North Korean athletes arrive in PyeongChang
GANGNEUNG, South Korea (AP) — Ten North Korean skaters and skiers arrived in rival South Korea on Thursday for the PyeongChang Olympics.
The North Koreans are the second and final batch of 22 athletes from their country who received invitations from the International Olympic Committee.
A dozen North Korean female hockey players came last week to form a joint team with South Korean athletes, the first unified Korean team in the Olympics. North Korea originally had no athletes qualified for the Games.
A 32-member North Korean delegation including the 10 athletes, their coaches and Vice Sports Minister Won Kil U arrived in South Korea by air.
They flew on a South Korean flight that also brought back South Korean non-Olympic skiers who had visited a North Korean ski resort this week.
It is extremely unusual for North Koreans to travel aboard a South Korean plane, with most past visits, including the hockey players’ arrival, made across the heavily fortified land border.
Greeted by a barrage of camera flashes, the North Koreans — men dressed in navy blue coats and women in red coats, both wearing fur hats — didn’t speak much at the South Korean airport and later at the athletes’ village in the eastern city of Gangneung.

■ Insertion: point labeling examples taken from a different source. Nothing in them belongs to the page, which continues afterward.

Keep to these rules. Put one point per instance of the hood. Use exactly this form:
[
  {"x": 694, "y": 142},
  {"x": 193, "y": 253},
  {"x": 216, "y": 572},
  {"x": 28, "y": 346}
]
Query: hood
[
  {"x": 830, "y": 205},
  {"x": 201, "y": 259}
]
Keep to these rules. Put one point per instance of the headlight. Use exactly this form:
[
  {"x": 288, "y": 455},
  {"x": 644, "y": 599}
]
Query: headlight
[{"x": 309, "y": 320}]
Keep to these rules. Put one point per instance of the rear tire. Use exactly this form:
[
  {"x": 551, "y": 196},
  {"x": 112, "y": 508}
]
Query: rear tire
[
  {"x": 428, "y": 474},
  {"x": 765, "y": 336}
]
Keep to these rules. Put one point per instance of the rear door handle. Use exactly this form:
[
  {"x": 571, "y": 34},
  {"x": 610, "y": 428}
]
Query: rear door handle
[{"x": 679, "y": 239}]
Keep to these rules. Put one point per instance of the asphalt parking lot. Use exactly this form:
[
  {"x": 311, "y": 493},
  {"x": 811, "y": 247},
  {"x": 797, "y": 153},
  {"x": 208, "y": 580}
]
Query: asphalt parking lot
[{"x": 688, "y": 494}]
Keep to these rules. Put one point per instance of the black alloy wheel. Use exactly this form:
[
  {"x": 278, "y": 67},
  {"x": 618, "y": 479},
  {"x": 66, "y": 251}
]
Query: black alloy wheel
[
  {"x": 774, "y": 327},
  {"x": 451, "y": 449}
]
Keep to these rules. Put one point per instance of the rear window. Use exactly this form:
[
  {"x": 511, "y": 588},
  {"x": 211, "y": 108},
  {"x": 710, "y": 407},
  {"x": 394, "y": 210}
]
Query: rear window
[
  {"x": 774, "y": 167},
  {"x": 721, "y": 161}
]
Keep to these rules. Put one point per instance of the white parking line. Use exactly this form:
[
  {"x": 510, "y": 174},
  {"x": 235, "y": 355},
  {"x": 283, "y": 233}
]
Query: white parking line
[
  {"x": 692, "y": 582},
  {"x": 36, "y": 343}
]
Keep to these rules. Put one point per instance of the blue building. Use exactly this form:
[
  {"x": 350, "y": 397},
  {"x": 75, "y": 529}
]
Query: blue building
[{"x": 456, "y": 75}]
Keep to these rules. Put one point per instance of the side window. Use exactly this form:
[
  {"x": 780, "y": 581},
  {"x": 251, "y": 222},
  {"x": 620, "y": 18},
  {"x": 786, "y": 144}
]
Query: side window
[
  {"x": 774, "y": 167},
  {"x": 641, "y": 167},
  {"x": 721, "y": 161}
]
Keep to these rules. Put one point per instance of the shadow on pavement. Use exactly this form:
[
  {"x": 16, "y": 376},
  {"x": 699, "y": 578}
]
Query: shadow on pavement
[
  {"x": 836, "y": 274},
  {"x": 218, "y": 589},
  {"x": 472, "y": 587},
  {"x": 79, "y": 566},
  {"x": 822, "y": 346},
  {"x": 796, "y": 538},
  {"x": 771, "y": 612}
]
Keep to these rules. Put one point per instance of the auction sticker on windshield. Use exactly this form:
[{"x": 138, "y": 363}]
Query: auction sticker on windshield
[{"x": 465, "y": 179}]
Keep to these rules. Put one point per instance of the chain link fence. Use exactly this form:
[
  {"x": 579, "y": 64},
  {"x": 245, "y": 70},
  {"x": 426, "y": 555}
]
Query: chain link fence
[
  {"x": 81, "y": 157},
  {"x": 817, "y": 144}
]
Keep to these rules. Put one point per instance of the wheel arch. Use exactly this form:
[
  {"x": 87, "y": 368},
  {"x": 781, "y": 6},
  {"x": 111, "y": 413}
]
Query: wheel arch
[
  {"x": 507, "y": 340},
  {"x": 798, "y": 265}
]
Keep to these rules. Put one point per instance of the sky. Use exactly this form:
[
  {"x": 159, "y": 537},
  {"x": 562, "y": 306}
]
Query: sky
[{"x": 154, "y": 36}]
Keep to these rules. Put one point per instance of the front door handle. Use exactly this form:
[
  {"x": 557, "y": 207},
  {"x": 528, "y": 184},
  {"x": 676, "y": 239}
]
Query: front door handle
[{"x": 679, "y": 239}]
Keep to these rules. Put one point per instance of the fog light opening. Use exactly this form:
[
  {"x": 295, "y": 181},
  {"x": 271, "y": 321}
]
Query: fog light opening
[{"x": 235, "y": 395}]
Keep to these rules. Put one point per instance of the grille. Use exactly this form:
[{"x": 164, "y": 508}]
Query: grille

But some smiled and waved their hands to journalists at the athletes’ village. One said, “Nice to meet you!”
The 10 athletes are to compete in Alpine skiing, cross-country skiing, figure skating and short track speed skating.
The Koreas have been planning several conciliatory gestures during the Games, including having their athletes parade together with a single “unification flag” depicting their peninsula during the Opening Ceremony. As they did in 2000, 2004 and 2006.
Another rare sight on Thursday was North Korean flags that began flying in Olympic villages and stadiums in PyeongChang and Gangneung, something that normally wouldn’t be tolerated in a country with a strict anti-North Korea security law still in effect.
Next week, North Korea is to send a 230-member cheering group, a 140-strong art troupe, taekwondo demonstrators and journalists as part of its Olympic delegation.
The last time North Korea sent a big delegation to South Korea was for the 2014 Asian Games in Incheon, just west of Seoul.